Penso que manterei a junção micro-macro nestes dois encontros [ou seja, foram duas aulas minhas]
.a convergência da produtividade global e setorial
... os ciclos sistêmicos
... macroeconomia do crescimento
... indústrias específicas
.b comércio intra-indústria: a microeconomia das relações econômicas internacionais.
Roteiro das duas aulas:
A. Quatro ciclos sistêmicos
B. O longo século XX
C. Lema: o conceito de produtividade
D. As leis de Kaldor e a desindustrialização
E. Convergência internacional
F. Convergência setorial
G. Traços da literatura sobre desindustrialização
A. QUATRO CICLOS SISTÊMICOS (Giovanni Arrighi, minha melhor leitura de 1996)

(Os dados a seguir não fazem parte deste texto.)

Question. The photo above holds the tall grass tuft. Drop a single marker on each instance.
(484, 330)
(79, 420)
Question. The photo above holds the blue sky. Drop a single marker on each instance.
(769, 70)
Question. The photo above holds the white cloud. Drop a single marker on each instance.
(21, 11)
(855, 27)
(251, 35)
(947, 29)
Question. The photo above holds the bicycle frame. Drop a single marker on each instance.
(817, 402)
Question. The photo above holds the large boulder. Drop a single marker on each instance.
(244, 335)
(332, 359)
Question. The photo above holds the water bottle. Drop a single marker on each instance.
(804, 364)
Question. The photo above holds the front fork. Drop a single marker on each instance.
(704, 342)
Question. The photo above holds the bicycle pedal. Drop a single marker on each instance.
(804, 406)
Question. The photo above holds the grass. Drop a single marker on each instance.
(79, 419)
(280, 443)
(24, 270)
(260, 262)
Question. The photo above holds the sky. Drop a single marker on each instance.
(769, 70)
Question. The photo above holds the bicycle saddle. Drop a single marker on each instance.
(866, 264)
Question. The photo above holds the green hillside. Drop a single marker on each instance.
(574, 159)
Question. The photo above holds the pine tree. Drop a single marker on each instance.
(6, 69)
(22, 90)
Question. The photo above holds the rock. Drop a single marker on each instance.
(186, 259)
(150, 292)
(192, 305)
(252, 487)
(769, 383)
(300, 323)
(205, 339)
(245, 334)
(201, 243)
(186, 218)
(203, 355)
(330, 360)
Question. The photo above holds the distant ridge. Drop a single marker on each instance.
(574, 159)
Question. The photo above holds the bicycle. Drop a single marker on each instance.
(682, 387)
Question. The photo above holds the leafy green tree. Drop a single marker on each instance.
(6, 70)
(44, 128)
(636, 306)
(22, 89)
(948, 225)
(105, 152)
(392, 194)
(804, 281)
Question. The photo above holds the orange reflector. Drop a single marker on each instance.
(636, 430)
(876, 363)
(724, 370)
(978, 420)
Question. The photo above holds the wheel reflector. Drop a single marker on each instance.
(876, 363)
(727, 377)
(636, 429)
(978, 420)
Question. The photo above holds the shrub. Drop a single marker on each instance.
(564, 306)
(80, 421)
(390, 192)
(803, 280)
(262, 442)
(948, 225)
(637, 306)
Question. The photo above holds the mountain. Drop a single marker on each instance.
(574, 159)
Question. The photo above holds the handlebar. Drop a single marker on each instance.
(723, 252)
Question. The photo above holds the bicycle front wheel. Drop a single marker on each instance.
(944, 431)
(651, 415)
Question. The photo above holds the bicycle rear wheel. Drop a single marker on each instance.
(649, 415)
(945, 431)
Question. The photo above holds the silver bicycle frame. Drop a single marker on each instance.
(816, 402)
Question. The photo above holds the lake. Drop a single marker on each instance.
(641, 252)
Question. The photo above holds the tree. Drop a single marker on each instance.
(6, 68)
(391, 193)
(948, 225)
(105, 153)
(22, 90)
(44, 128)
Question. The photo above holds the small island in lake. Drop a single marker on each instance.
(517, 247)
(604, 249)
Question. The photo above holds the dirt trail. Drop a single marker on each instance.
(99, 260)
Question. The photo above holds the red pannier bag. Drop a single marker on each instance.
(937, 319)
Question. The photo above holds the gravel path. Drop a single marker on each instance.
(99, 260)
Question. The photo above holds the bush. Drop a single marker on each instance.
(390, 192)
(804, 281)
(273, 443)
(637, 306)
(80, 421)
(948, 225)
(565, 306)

.a ciclo genovês: 1450-1650 - lógica territorialista (Troca T, mercadoria M fazem T-M-T')
.b ciclo holandês: 1550-1800 - lógica capitalista: (Dinheiro D, mercadoria M fazem D-M-D')
.c ciclo britânico: 1750-1920: T-M-T' e D-M-D'
.d ciclo americano: 1920-... - empresa multinacional
Cada um deles começa com a expansão comercial e territorial e culmina na hegemonia financeira.
E o Japão?
Não há dúvida de que existe um milagre econômico na Ásia. Este parece estar associado à expansão capitalista (troca - T) a todas as esferas da vida social: a sub-contratação é espantosa.
. devemos registrar a relação [um tanto polêmica na época da aula, mas hoje aparentemente de conhecimento comum] entre dinamismo e igualitarismo.
B. O LONGO SÉCULO XX
. do início até 1920, hegemonia britânica
. herança com a Grande Depressão de 1873 a 1896
. segunda Grande Depressão: 1929 a 1936 (aproximadamente)
. ameaça de colapso que não se realizou: 1987 [depois veio a crise de 1997 e ainda a de 2008]
. três fases do século XX:
... expansão financeira de fins do século XIX e início do século XX, ocorrendo a transição do regime britânico ao americano
... expansão do Pós-Segunda Guerra Mundial: comércio e produção, hegemonia americana até 1973
... atual expansão financeira com a crise de 1987, sendo filha da Conferência de Bretton Woods e da de 1973, com seus petrodólares
C. LEMA: O CONCEITO DE PRODUTIVIDADE
. questão da eficiência no uso dos recursos
... produzir mais com os mesmos os recursos
... produzir o mesmo com menos recursos
. eficiência leva à produção de excedente e, como tal, à troca
... a troca nos últimos cinco mil anos, civilização como a conhecemos, capitalismo, crescimento econômico
. basicamente, o conceito de produtividade do trabalho deriva-se do fato mais importante do capitalismo, nomeadamente, a realização das vendas da produção. Esta expressão esconde por trás dela o conceito de valor adicionado e suas três óticas de cálculo: produto, renda e despesa (demanda final). Afirmo que o valor adicionado é determinado socialmente, o que deixa minhas simpatias pelo monetarismo às claras. Associando a primeira dessas óticas, o produto ou PIB, com o emprego temos precisamente o conceito de produtividade do trabalho.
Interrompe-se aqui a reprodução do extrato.